Stop using AI for research synthesis
AI is best at derivative, time consuming work. So why do we keep trying to use it in user research?
One of the most common mistakes I see inexperienced teams make is during synthesis of research. Everyone on the team is given access to the digital sticky board and told to just ‘have at it,’ so everyone begins silently stacking stickies with little to no cross communication to build out an affinity map. After a high level categorization has been completed, we all pat ourselves on the back.
So it’s natural that when AI (specifically ChatGPT) entered the scene, one of the first things designers did was try to apply it to synthesis. Speeding up what feels like a boring exercise of pattern recognition? Bah! Sign me up, says the team.
But silent mapping rarely produces valuable insights, and sticking AI into it is going to make it worse, not better or faster.

What makes initial sorting exercises important?
Let’s understand why this silent-sort tendency is problematic.
Affinity Mapping isn’t just about developing an artifact. It’s about a team getting to a consensus about the insights, problem spaces, assertions, and hypothesis that are revealed in the affinity map.

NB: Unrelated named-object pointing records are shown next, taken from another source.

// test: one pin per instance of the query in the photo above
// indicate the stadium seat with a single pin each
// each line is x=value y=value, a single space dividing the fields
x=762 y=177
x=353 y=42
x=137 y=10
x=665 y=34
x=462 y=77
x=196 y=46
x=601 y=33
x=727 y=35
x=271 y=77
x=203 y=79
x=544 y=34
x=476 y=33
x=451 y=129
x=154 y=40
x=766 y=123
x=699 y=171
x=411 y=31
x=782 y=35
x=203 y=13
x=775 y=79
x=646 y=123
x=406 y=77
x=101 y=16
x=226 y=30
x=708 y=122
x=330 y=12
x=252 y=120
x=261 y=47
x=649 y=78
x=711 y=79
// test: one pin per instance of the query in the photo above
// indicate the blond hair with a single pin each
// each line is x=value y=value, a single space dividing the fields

The key here is consensus — if everyone is too busy silently grouping, then information isn’t being shared. Patterns aren’t being identified. Nuanced assertions aren’t found. Without consensus-making, affinity maps are performative at best, wasteful at worst.
Some will claim that after the first sort, *that’s* when they begin the heavy sorting to get to consensus, but we’re missing a critical opportunity when we take this path. All too often for these teams, their synthesis doesn’t get past rudimentary categorization.
A method for consensus making during synthesis
First, let’s contrast the method above with how I typically do my initial sorting exercises.
Whenever I kick off the initial sort, I always make sure that everyone who participated in the research is present. Engineers, stakeholders, subject matter experts — if they contributed to or participated in the research, I want them there.
I then go around the room and call on someone to talk about a sticky they found insightful (typically this is from the pool of notes of any sessions they attended, but isn’t required), and then they place it on the board. Others who have similar sentiments in their notes will then map those to the original sticky right in the moment. We then briefly discuss the new group, and move on to the next person until we’re done.
After it’s completed, we then have our initial mapping of the most obvious insights/assertions. The entire team was present, and was able to collectively understand the research findings landscape, so even if everyone can’t be present going forward we’ve gained some level of consensus. The team then continues churning on the map and finding deeper patterns and insights. Our understanding is a shared one.
Compare that to a team silently mapping or having everyone concurrently mapping.
In a silent or concurrent mapping, nobody knows where patterns might be emerging. The team has no shared understanding, just individual ones. The weight of any given finding is felt less, because the individuals didn’t collectively experience it(‘oh my god, 20 people said they it takes 3 hours to fill one form?!’).

AI makes the silent mapping method worse, not better.
First, let’s remember that AI doesn’t ‘understand’ anything that it’s doing. LLM’s are word-calculators, determining the next possible word or phrase most likely to show up. At best, it will pick up on common word patterns, and categorize against that. It doesn’t ‘understand’ anything — context, nuance, or even what the hell is being discussed in any given note. It’s not a subject matter expert, and most likely the training data doesn’t contain subject matter expertise. It only knows what words are used, and statistically determines what the next most likely word or phrase is. It’s been labeled as a stochastic parrot for this reason.
….does that sound like what’s valuable about affinity mapping?
For a team doing the ‘silent’ method, this is now robbing them of the one opportunity they have to learn about their research landscape and begin developing a consensus. The team members aren’t even a part of the initial sort anymore, putting all their trust and bias by default into whatever groups the AI word-calculates.
This pollutes our insights.
Too often I see teams that do the ‘silent’ method coming up with arbitrary and basic categories (groups labeled as “challenges,” “day to day”, “other software”), but almost never get down to the level where they can make assertions or develop testable hypothesis (“They need to be able to enter this data in 20 seconds or less.” “If we can automate X, then they can spend more time reducing Y.”).
Adding a word calculator to an already broken process just makes it more broken. The only thing AI gives a team is the savings of a few hours a few times a month, at best. But what it takes from us, the ability to understand a problem landscape as a team, is the whole point of synthesis.
Please be careful with using AI — if you don’t understand what it’s doing, then you can’t trust what it’s saying.